Sir: It is hardly Professor Dawkins' fault: but the fact that he is widely seen as the leading champion of both Darwinism and atheism has unfortunately led to a certain amount of confusion between the two. And if religion and Darwinism are seen as incompatible then there will always be millions of people who will embrace even the arrant nonsense of creationism sooner than abandon their deeply held beliefs.

There is no reason why believers - other than the most literal-minded fundamentalists - should feel threatened by the fact of evolution. Surely, a creator who could come up with something as breathtakingly simple as Darwinian evolution would be more impressive - more worthy of awe - than one who needed 30 million miracles to create 30 million species.



Sir: I did enjoy Richard Dawkins's pointed and intelligent replies (You Ask the Questions, 4 December), but he really shouldn't be allowed to get away with asserting that "accounts of Jesus's resurrection are about as well documented as Jack and the Beanstalk". Irrespective of one's religious persuasion, the textual evidence is substantial.
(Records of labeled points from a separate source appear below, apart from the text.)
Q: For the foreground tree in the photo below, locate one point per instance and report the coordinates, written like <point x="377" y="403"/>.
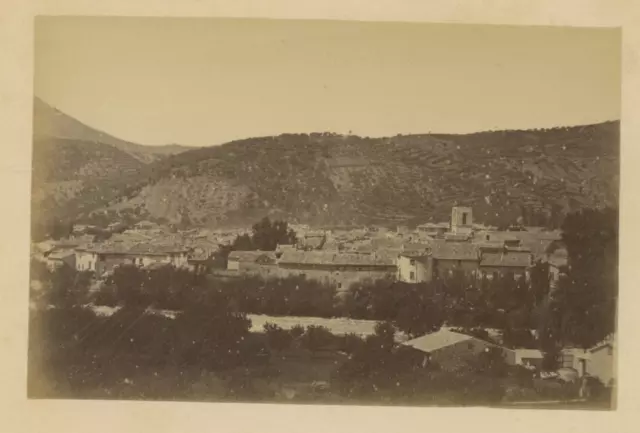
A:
<point x="582" y="311"/>
<point x="266" y="236"/>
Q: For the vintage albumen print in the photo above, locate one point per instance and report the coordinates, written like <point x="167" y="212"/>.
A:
<point x="324" y="212"/>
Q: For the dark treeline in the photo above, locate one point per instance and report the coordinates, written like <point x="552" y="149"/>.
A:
<point x="73" y="351"/>
<point x="266" y="235"/>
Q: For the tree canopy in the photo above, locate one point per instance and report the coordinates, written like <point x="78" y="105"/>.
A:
<point x="266" y="236"/>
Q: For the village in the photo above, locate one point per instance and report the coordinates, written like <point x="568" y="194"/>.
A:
<point x="341" y="258"/>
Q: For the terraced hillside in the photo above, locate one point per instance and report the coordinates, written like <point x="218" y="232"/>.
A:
<point x="326" y="178"/>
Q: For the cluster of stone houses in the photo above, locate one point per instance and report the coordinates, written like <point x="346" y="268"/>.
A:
<point x="433" y="253"/>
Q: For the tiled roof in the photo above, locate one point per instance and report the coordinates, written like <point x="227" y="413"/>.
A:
<point x="437" y="340"/>
<point x="332" y="258"/>
<point x="456" y="236"/>
<point x="443" y="250"/>
<point x="59" y="255"/>
<point x="250" y="256"/>
<point x="528" y="353"/>
<point x="509" y="259"/>
<point x="133" y="249"/>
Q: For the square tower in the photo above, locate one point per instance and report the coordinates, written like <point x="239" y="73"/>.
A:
<point x="461" y="220"/>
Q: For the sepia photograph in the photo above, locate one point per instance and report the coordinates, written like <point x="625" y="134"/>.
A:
<point x="324" y="212"/>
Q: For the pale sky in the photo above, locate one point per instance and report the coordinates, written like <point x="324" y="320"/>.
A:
<point x="209" y="81"/>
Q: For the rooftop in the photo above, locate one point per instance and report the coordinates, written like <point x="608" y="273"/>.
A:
<point x="133" y="249"/>
<point x="251" y="256"/>
<point x="443" y="250"/>
<point x="333" y="258"/>
<point x="514" y="259"/>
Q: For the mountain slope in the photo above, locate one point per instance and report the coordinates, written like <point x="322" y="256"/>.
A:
<point x="74" y="163"/>
<point x="329" y="179"/>
<point x="49" y="122"/>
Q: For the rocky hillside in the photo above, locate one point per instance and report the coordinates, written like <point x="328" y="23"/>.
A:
<point x="329" y="179"/>
<point x="324" y="178"/>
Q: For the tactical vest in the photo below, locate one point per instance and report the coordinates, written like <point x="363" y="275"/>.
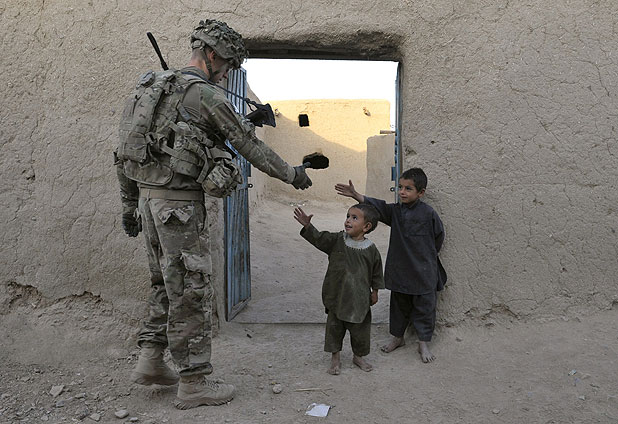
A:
<point x="158" y="137"/>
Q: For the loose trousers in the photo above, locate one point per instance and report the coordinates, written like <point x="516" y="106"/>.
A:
<point x="181" y="296"/>
<point x="360" y="334"/>
<point x="418" y="309"/>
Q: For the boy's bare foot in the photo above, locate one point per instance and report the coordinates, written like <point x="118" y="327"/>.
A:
<point x="394" y="344"/>
<point x="361" y="363"/>
<point x="426" y="354"/>
<point x="335" y="364"/>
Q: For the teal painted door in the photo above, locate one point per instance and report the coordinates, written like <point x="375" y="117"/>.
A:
<point x="236" y="209"/>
Sir: It would appear that your postbag swells considerably at the very mention of Richard Dawkins's name. Let us hope for your sake that he never reveals his views on cycling or Marmite.



Armoured vehicles

Sir: The British first used armoured cars in 1914. The Army had two armoured car regiments by 1929. So why do we have no proper armoured cars in Afghanistan now?



Seasons confused

Sir: Should humming bird hawk moths be feeding off Christmas hyacinth nectar in Crediton High Street in December? Aren't they supposed to be in southern Europe or Africa or somewhere?



Sir: Looking out of my kitchen window this morning, I notice two healthy looking olives on my little olive tree (a gift from a Cypriot student in 1991) which has never ever produced a single one before. Is this a record?



Capital offence

Sir: I sighed in weary agreement with Benjamin Letzler (letter, 5 December). Mobile phones also have a lot to answer for. At the sixth form college where I work we are currently processing around 600 on-line applications and many of our students use the texting "i" instead of "I" throughout their personal statements. We always send the forms back for correction but the sad thing is that so many students, even those intending to study English language or journalism, do not seem to realise that it is incorrect.



Dance fever

Sir: Now that the Government is considering offering ballroom dancing on the NHS as part of the fight against obesity, will there be prescription cha-cha-charges?